Chapter 60: New Product Development Studies and Reports

Drug development is the process of taking a new chemical lead through the stages necessary to allow it to be tested in human clinical trials, and of identifying the process boundaries for realization of safe and effective products. Drug discovery is the first stage of drug development. At this stage, new chemical entities (NCEs) that have promising activity against a particular biologic target important in disease are discovered.

After discovery, the safety, toxicity, pharmacokinetics, and metabolism in humans, including dose and schedule, are assessed before human clinical trials. Studies are conducted to determine the major toxicities of the NCE, including an assessment of major organ toxicity (effects on the heart and lungs, brain, kidney, liver, and digestive system), and effects on other parts of the body that might be affected by the drug (for example, the skin if the new drug is to be delivered through the skin). These studies can be made either in vitro or by using experimental animals. The physicochemical properties of the NCE are established (that is, the chemical makeup, stability, and solubility, determination of the starting materials and their reaction paths, and basic specifications). The process to make the chemical is developed for suitability (for example, as capsules, tablets, aerosol, intramuscular injectable, subcutaneous injectable, or intravenous formulations). With the process of gathering human clinical trials data, long-term or chronic toxicities are determined, as well as effects on systems not previously monitored (that is, fertility, reproduction, immune system).

The process for realization of safe and effective products is identified after the discovery phase, and confirmed with the clinical study. The process may have started as small-scale experiments, and may have been increasingly scaled-up with appropriate quality control (QC) and manufacturing methods identified to ensure consistent product quality. The finalized process is summarized in a comprehensive development report, which should be approved by high-level company management. Technology transfer and other pre-validation activities should be considered part of the overall development report. The process of transfer includes verification of the parameters, controls, and associated supporting systems through formal studies, with implementation of any new required upgrades to ensure consistent quality product before moving into the process validation. The development report should include historical data, dosage form and formulation designs, design of manufacturing methods, specification and test method, and other information:

• Historical data. Information on the pharmaceutical development of new drug substances and drug products at stages from early development phase to final steps before process validation.

• Dosage form and formula designs; design of manufacturing methods. Successes and failures that contributed to learning more about the process, change histories of important processes and control parameters, and quality profiles of batches (including stability data).
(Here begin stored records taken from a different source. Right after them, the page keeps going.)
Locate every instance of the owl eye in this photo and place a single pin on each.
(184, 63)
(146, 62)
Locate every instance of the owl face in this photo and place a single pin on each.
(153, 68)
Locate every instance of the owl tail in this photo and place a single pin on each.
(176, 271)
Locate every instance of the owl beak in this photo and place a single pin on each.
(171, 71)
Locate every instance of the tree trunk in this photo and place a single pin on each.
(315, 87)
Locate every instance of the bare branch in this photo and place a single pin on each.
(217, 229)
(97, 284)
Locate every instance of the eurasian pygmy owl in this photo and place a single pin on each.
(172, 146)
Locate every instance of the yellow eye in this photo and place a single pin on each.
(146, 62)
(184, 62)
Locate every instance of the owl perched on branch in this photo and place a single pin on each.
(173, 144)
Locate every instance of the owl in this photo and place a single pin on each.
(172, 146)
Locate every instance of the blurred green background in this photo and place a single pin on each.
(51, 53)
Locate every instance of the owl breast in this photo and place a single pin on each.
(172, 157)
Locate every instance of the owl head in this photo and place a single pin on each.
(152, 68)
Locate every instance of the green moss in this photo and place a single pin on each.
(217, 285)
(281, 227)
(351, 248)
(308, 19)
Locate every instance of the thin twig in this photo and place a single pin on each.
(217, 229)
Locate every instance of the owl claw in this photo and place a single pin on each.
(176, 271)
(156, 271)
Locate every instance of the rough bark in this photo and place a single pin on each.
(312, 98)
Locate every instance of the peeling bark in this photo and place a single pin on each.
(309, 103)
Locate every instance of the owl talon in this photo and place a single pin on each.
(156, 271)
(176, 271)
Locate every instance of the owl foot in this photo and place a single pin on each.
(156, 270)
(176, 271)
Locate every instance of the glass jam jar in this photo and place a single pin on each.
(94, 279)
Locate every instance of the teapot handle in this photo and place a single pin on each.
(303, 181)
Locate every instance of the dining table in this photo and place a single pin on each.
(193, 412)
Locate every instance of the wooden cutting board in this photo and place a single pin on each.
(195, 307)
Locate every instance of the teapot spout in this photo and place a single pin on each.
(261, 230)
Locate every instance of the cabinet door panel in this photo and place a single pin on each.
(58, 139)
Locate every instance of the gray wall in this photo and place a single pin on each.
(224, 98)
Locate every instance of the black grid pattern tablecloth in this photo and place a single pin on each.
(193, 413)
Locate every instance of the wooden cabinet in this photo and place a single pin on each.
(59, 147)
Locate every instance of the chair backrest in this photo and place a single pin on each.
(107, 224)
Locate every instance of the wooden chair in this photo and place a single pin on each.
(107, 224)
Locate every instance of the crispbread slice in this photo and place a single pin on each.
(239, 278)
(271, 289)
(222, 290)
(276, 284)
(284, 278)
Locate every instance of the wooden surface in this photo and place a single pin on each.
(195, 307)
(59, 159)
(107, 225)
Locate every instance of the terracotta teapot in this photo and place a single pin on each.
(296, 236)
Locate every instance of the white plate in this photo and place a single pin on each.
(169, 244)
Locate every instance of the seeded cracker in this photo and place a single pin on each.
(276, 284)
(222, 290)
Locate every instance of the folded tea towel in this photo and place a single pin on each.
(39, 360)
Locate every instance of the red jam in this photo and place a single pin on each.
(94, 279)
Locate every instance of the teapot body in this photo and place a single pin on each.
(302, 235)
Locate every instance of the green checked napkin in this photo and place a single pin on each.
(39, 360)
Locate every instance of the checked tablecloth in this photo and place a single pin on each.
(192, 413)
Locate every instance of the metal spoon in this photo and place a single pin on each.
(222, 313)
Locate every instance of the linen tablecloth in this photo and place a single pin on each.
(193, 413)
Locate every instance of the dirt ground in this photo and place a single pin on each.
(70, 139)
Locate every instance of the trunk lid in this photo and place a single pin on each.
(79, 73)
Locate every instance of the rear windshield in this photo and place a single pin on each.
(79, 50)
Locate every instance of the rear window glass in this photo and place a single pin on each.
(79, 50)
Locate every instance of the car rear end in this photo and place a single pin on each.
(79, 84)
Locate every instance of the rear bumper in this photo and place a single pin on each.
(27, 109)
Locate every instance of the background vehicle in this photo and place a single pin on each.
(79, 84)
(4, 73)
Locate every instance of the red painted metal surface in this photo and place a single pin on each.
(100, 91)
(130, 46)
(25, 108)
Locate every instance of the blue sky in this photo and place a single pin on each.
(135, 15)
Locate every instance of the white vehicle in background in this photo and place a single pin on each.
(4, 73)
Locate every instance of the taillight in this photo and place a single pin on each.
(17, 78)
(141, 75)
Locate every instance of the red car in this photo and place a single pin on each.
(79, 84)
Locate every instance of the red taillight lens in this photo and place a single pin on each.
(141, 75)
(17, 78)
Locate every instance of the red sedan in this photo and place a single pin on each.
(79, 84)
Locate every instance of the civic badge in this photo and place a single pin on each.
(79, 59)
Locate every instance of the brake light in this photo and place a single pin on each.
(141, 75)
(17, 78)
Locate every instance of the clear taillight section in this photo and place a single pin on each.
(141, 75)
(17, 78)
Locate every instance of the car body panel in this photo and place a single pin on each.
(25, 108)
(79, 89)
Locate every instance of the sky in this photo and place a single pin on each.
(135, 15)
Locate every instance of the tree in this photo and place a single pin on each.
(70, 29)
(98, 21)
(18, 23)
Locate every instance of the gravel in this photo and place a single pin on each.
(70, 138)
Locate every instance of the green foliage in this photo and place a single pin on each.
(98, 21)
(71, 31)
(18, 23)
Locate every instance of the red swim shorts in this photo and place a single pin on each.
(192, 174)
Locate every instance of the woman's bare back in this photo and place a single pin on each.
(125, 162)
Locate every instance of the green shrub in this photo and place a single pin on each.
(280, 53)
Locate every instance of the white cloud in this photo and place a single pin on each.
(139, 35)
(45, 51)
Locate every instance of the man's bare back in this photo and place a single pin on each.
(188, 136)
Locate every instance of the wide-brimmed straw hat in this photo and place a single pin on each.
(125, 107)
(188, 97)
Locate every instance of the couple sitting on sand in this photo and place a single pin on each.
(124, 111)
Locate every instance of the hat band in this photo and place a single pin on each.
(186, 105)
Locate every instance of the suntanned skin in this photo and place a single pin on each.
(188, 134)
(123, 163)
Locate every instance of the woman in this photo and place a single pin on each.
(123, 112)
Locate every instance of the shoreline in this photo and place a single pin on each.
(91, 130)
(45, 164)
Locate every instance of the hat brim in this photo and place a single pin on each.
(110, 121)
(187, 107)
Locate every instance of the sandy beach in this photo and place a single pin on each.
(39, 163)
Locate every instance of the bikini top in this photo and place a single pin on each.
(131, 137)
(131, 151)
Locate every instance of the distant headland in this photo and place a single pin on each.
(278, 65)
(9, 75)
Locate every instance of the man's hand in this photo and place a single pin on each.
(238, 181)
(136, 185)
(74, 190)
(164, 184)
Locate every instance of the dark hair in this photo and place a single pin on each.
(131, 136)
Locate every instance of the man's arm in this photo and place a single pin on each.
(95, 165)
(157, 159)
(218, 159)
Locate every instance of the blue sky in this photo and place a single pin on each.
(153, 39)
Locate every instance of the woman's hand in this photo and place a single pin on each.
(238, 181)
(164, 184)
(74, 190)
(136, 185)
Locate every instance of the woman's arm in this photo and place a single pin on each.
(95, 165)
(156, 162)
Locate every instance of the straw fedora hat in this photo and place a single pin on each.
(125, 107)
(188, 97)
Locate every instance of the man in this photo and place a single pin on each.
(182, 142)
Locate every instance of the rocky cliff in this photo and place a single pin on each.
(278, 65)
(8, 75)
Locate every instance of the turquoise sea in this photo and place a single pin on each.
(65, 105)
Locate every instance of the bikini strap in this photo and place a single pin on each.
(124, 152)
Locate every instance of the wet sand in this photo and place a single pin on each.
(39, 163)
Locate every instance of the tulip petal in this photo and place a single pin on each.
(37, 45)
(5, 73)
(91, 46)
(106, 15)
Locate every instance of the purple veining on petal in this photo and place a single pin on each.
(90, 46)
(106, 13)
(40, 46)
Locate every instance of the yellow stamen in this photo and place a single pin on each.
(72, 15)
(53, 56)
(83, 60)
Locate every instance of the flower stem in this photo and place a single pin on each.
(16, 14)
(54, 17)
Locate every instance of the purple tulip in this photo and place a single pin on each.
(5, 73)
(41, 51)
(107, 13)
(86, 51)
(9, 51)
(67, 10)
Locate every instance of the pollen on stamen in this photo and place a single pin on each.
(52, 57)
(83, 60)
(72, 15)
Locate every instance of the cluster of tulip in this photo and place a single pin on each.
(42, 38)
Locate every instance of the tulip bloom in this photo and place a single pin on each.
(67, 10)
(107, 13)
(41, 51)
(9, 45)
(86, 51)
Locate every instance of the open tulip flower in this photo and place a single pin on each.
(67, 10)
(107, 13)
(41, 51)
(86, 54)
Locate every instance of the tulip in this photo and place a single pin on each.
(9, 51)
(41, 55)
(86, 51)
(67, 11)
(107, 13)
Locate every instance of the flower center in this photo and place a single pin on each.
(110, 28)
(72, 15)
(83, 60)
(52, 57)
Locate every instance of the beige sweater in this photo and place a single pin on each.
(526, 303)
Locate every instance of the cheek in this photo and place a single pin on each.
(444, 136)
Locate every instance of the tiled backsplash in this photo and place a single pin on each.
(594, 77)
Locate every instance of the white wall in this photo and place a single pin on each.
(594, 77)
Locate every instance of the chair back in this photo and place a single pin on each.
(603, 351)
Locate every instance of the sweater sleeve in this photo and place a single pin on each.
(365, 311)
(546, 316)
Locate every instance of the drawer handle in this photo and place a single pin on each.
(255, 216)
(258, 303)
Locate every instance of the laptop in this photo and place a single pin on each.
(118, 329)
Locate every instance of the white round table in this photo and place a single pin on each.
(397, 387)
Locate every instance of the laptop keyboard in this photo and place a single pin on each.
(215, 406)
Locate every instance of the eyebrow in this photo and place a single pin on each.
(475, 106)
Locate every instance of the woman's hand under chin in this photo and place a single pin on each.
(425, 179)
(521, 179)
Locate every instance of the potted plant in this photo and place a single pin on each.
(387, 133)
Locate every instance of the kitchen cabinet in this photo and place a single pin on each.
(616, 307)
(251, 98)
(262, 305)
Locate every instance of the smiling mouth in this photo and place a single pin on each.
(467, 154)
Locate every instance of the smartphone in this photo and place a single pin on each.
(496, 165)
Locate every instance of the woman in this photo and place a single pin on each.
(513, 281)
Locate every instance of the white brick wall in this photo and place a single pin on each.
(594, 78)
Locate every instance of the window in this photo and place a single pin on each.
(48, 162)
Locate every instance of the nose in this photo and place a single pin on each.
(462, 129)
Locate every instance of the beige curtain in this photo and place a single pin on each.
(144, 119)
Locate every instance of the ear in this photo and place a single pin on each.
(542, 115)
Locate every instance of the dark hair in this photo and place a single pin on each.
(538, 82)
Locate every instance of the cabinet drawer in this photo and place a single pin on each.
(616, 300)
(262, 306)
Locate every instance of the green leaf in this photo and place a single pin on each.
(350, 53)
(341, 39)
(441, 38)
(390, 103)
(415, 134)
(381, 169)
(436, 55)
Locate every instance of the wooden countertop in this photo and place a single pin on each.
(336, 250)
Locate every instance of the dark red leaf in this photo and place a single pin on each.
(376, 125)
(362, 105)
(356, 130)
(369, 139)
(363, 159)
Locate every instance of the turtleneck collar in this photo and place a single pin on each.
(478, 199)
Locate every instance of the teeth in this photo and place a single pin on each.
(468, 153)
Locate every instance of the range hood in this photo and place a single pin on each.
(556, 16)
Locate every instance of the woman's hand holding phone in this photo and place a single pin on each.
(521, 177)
• Specifications and test methods. Available for drug substances, intermediates, drug products, raw materials, and components, and their rationale (validity of specification range of critical tests such as assay, impurities, and dissolution; rationale for selection of test methods, reagents, and columns; and traceability of raw data).

• Laboratory method development and validation. Testing methods (for example, chemistry and microbial) are developed and validated before the human clinical trials, including, if applicable, successful transfer to the testing site.

• Process model. Brief description of the process, typically accompanied by a process flow diagram; each major step and equipment in the process are indicated, and, ideally, the batch record with all appropriate procedures and specifications should be finalized when the development report is finalized.

• Active pharmaceutical ingredient (API), raw materials, and components. APIs must be appropriately characterized, validated (manufacturing process), and identified as to source, and must satisfy quality specifications for manufacturing of drug product; critical excipients must be defined and well controlled.

• Critical process parameter (CPP). CPPs are the measured variables that are known to have an effect on one or more product quality attributes; all CPPs must be identified and controls established within a defined acceptable range, and the ranges for these parameters may be typically obtained in later development studies (that is, full-scale engineering studies, technology transfer studies aimed to optimize the process for commercialization, conducted in parallel with the human clinical trials); process optimization efforts must ensure that the enhanced process remains equivalent to that used for the making of the clinical trials product.

• Critical quality attribute (CQA). CQAs are intrinsic quality characteristics that are desired or needed to ensure patient safety and benefit of the drug product; in ICH Q6A, some API attributes should be considered critical, regardless of the drug product end use; identification, physicochemical properties, appearance, assay, and purity are applicable to all drug products; particle size, microbial purity, and polymorphism depend on the drug product; ICH Q6A decision trees can be used to determine the criticality of these quality attributes for solids, solutions, or sterile products; all CQAs must be identified and established acceptance criteria.